Funny, you promised me not to contact, why did he give you a QQ number, you still use it, and also go to his space to leave a message. "What's the guarantee you gave me? Even if I didn't go shopping with you before, buy you a wedding gift, or give you romance, I love you with all my heart, and my heart is full of home.". Can you guarantee that nothing like this will happen again? The answer she gave me was "I can't control myself."
Please help me, what should I do? Should I go find her? Should I give up my current job and live with her? I can't give up on her, but she can't promise me.
Re:
"You can't bear to give up your wife, but she can't give you any guarantee of returning to marriage. Perhaps she has her own opinions, but you don't know. This passive waiting makes you don't know what to do.". I believe that now whether you are with her or not, you will be very painful.
Because if you continue to be together, you need to shift the focus of your life for her, or you may give up this hard earned job, so that she can have the feeling of being loved; "When you're not together, you have feelings about her that you can't part with (I don't know what you're nostalgic for).". So, by comparison, which kind of pain can you bear more?
Perhaps you can try to choose a way of life that you can accept or that is more suitable for you. "Because it's difficult to change a person unless she's willing to change herself, but your wife is a person with strong emotional needs, and is far stronger in character than you, and she doesn't seem to be truly aware of repentance.". So what to do is to change yourself to adapt to her, which is not a simple question.
"Your marriage has long been fraught with hidden dangers.
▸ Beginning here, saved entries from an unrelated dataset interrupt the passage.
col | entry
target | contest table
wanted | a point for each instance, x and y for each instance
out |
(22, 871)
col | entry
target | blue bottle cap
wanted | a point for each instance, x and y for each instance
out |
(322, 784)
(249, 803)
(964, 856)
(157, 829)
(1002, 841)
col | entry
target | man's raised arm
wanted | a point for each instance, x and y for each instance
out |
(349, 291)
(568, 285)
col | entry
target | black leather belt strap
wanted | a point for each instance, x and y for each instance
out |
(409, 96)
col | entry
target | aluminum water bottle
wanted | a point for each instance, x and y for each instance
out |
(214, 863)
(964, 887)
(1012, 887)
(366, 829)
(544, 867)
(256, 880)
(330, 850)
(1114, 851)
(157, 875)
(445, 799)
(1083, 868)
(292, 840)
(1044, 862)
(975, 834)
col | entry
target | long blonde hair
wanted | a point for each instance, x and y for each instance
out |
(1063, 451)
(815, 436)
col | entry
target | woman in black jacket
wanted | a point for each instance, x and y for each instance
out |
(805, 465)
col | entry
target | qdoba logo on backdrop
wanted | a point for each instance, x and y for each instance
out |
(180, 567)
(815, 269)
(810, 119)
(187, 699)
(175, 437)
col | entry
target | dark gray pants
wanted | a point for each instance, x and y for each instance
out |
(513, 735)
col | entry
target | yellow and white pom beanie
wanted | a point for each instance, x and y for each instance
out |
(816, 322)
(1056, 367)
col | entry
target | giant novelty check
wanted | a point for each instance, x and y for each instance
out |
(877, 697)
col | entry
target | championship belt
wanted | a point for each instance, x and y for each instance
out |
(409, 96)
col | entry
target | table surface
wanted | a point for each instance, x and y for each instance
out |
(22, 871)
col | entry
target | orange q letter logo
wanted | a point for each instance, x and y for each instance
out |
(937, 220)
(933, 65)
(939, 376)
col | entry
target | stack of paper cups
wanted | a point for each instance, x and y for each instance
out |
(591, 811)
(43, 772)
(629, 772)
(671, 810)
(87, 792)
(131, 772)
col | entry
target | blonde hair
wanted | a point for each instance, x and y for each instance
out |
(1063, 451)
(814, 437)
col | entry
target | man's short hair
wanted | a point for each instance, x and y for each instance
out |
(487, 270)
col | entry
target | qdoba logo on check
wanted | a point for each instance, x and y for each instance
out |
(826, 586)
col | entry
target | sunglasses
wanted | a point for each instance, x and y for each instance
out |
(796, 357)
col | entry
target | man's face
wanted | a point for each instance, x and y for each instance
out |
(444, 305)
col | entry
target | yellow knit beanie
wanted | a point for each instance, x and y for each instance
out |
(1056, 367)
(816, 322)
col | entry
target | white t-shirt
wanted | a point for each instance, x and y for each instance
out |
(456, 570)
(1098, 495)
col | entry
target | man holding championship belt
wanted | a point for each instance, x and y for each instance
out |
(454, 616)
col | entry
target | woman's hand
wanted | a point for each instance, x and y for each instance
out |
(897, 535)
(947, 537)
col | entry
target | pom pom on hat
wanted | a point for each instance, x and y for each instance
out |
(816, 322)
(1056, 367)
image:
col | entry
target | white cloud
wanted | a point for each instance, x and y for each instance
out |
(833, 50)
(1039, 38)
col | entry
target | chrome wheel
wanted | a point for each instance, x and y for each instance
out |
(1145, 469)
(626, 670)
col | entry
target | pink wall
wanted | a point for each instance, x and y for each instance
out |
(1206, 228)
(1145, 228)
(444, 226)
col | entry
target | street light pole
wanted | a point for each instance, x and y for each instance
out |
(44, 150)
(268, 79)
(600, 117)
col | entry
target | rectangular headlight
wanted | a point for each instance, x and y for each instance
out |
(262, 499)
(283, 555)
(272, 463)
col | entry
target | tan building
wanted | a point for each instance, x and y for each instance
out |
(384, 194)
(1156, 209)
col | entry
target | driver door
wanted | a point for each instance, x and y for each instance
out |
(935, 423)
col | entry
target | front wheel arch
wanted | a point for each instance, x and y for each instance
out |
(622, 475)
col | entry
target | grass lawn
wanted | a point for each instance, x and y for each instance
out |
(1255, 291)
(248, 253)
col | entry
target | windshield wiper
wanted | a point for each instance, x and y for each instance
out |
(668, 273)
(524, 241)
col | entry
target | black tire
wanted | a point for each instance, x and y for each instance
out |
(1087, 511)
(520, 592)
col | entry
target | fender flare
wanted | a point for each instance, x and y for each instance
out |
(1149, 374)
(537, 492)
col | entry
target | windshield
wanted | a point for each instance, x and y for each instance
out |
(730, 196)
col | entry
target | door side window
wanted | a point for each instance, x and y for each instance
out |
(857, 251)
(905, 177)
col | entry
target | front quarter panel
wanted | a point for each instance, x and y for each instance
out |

You put too much emphasis on your work and neglect your partner's needs, especially the sexual life you're talking about. The two of you have very different feelings. She has already raised many grievances with you, and you always think you're right and haven't received any attention.". "Your wife is mentally and physically unfaithful, and the responsibility is not entirely hers. You also have an unshirkable responsibility.". Your responsibility is to focus solely on earning money, ignoring a woman's most basic emotional needs.
And she values her emotions and needs more than money, which is your difference. Of course, your wife has a greater responsibility, and she should not use the extreme way of cheating to find her emotional satisfaction. This way of doing harm to her lover is almost irreparable, and it is even a fatal blow to marriage.
In a marriage with hidden dangers, it is sooner or later that something goes wrong. On the positive side, this marriage crisis is also an opportunity for you to repair your relationship. It's good to be apart for a while now, so that both sides can seriously consider what is most important and who is worth cherishing and striving for.
During this period of time, you try to find 10 reasons why you can't persuade yourself to leave her, and 10 reasons why it doesn't matter to persuade yourself to leave her, and then compare them before making a choice. Whether you are worthy of her love and treasure, I think she will also make a choice. Regardless of the consequences, you need to be prepared for expectations.
If you get back together, you have to accept her past experience and use Dim sum in marriage. If you split up, you should consider how to divide up your property and how your children will follow.